American Horned Lark and other West London bits, 28 January 2018

After our seriously bad dip at the end of November we really didn't think we'd get another crack at this bird. But after nearly a 2 month absence it suddenly reappeared and it was 'game on'!

Jus and I left in good time and in stark contrast to our other visit the American Horned Lark (nominate form alpestris/hoyti/praticola) was showing well on arrival right beside the Staines Reservoir causeway! It went on to behave superbly for us in between short flights between both sides of the causeway. A very distinctive bird and also very educational (and of course a potential armchair tick of the future).

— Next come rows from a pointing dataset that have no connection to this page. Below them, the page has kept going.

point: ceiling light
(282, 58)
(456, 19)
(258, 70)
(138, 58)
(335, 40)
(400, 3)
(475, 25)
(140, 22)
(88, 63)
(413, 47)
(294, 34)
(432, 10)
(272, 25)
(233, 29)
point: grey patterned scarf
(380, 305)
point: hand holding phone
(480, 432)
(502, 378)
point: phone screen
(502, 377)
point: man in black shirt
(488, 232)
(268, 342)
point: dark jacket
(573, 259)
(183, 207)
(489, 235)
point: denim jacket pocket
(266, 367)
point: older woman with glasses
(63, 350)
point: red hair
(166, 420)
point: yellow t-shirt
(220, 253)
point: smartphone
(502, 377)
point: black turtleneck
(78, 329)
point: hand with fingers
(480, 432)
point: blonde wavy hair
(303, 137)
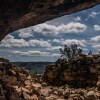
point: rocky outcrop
(16, 14)
(17, 84)
(80, 71)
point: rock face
(17, 84)
(16, 14)
(80, 71)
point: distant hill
(39, 67)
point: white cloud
(97, 27)
(70, 41)
(54, 47)
(34, 53)
(26, 32)
(77, 18)
(9, 41)
(96, 38)
(93, 14)
(41, 43)
(72, 27)
(96, 46)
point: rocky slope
(17, 84)
(16, 14)
(80, 71)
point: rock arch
(16, 14)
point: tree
(70, 51)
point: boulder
(91, 95)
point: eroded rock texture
(16, 14)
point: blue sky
(42, 42)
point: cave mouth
(41, 43)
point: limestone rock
(17, 14)
(91, 95)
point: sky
(42, 42)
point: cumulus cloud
(93, 14)
(77, 18)
(97, 27)
(96, 46)
(34, 53)
(9, 41)
(96, 38)
(26, 32)
(54, 47)
(70, 41)
(41, 43)
(72, 27)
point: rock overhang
(17, 14)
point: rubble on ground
(79, 71)
(17, 84)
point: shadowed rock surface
(17, 14)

The main differences between this race and the Shorelarks we're used to seeing are:
  • Sharp contrast between white supercilia and yellow throat
  • Much more extensive dark streaking below wider black breast band
  • More rufous on breast sides and flanks
  • The call also seemed higher and not very lark-like 
Also from the causeway we had the Black-necked Grebe again, this time  very distantly on the south basin, c20 Goldeneye, c30 Pochard, loads of Wigeon and a piebald Carrion Crow. As we were leaving a Peregrine hawked over just as one had done back in November.

 American Horned Lark

After an abortive pop in to Bedfont Lakes where the drake Smew was absent we headed further into the London traffic to Richmond. Finding the alleyway behind the houses in Selwyn Avenue we began a wait of an hour and a half trying not to be seen by all the residents having their Sunday lunches! 2 Redwings popped in briefly, then 2 Ring-necked Parakeets did the same and just as they appeared so did the wintering 'Eastern' Lesser Whitethroat. It called a couple of times and then showed well but briefly under a feeder before disappearing again. Quite a pale brown backed individual, most likely a 'blythi' . We also had both Red Admiral and Peacock around the gardens proving just how mild it was!

We then returned to Bedfont where we still drew a blank, as we did at a Mandarin site we'd been given near Staines. There were 3 Egyptian Geese there plus 15+ Ring-necked Parakeets. A couple of Red Kites from the M25 on the way home rounded things off.